Zu Beginn der Corona-Krise gab es jede Menge Plädoyers dafür, jetzt doch mal die Bücher zu lesen, zu denen man bis jetzt nicht gekommen ist. Mehr noch, der Lockdown ist Lesezeit, das war die Hoffnung: Alle nutzen das erzwungene Cocooning, um sich Zeit für Geschichten zu nehmen, um mit Büchern über das Virus und den Sinn des Reisens nachzudenken, über Konsum, Nachhaltigkeit und Menschenrechte. Wer einen Hang zu Verschwörungstheorien hat, überprüft sie mit Hilfe sorgfältig recherchierter Sachbücher oder gibt sich ihnen mit Thrillern für einen Moment hin, um dann in die Realität zurückzukehren.

Tatsächlich manifestieren sich diese frommen Wünsche nicht in den Umsatzzahlen der Buchbranche. Während der Corona-bedingten Schließungen ihrer Läden haben sich zwar Buchhändler*innen mit großem Einsatz darum bemüht, den Betrieb aufrechtzuerhalten, sie erhielten auch ein sehr positives Feedback ihrer Kund*innen. Einen empfindlichen Umsatzrückgang konnten sie aber nicht verhindern, vermutlich wird er auch nicht wieder aufzuholen sein.

 

Lesungen, Vorträge, die so wichtigen persönlichen Begegnungen fehlen

Das hat wiederum einen Umsatzrückgang für Verlage zur Folge. Dazu kommt, dass Amazon – der Onlinehändler, der dem traditionellen Buchhandel das Leben schwer macht – Bücher in der Krise hintenanstellte, so dass für Verlage ein weiterer wichtiger Umsatzanteil verloren ging. Lesungen und Festivals finden nicht statt, und in Talkshows dreht sich alles um das Virus, Sachbücher bleiben außen vor.

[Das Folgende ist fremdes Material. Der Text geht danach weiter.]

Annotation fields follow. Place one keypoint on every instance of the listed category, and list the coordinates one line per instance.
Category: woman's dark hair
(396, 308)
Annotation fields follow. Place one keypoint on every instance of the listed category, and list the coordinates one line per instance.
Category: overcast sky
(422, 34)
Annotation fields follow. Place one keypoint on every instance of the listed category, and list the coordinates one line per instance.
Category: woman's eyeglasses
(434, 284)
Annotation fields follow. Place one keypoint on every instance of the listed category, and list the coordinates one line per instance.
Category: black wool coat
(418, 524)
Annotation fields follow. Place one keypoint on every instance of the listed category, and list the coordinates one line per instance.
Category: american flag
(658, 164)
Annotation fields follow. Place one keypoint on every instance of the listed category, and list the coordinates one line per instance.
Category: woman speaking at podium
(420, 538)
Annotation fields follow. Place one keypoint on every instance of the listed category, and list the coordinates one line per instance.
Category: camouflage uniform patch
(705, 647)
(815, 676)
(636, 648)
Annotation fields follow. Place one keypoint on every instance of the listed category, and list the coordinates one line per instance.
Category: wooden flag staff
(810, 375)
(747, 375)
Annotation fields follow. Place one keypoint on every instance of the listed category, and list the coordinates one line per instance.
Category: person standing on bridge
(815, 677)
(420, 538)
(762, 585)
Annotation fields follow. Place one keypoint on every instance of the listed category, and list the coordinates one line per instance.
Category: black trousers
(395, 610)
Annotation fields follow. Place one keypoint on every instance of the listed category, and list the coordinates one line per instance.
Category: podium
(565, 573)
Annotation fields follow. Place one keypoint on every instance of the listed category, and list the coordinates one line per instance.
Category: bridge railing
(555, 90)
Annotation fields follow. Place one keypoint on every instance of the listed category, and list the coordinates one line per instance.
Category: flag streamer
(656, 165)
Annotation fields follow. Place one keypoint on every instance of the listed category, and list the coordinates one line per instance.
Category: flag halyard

Corona läutet also nicht eine hohe Zeit der Literatur ein, und es sieht nicht so aus, als ob es besser werden wird. Wirtschaftlicher Druck führt in der Regel dazu, dass insbesondere die großen Verlage eher zum Mainstream tendieren, während es literarische Titel oder anspruchsvolle Sachbücher noch schwerer haben. Brancheninsider gehen davon aus, dass sich dieser Trend weiter verstärken wird.

Um mehr Menschen für das Lesen zu gewinnen, scheint es wenig zu nutzen, an die Vernunft zu appellieren und zu betonen, wie wichtig Bücher für individuelle und für gesellschaftliche Entwicklungen sind, wie beglückend Leseerlebnisse sein können. Viele zerstreuen sich lieber mit Insta, Netflix, Twitter – warum soll man sich mit Sachbüchern abmühen, wenn man die Essenz von Donald Trump auch in ein paar Großbuchstaben und Ausrufezeichen erfassen kann?

 

Stell dir vor, es steht viel auf dem Spiel, aber kaum einer merkt es

Es ist weder neu noch überraschend: Der Mensch nutzt seine Intelligenz lieber, um Shoppingtouren zu planen, in Corona-Zeiten zur Not auch Radtouren, und nicht zum Lesen von Büchern. Im Internetzeitalter verliert Literatur schon lange an Bedeutung, und Corona versetzt ihr einen zusätzlichen Stoß, auch wenn sich Verleger*innen und Buchhändler*innen mit großem Engagement dagegenstemmen. Das Überleben wird immer schwerer: Buchhandlungs- und Verlagspreise sind schön, aber nur der berüchtigte Tropfen auf den heißen Stein.

Das ist schade, wir verspielen sehr viel: eine Buchlandschaft, um die uns zu Recht viele beneiden. Aber das scheint nur die Branche zu alarmieren.

 

 

Kommentare

  1. Dechert Manfred

    Lesen ist eine wertvolle, doch auch Einsame Passion. In Zeiten kollektiver Isolation fehlt der Austausch, der Rahmen für Begegnung, Inter-Aktion.
    Menschen in Krisenzeiten leiden oft unter sozialen und wirtschaftlichen Ängsten. – Vielleicht bindet das die Kraft und Muße, die ein entspannter Leser bräuchte.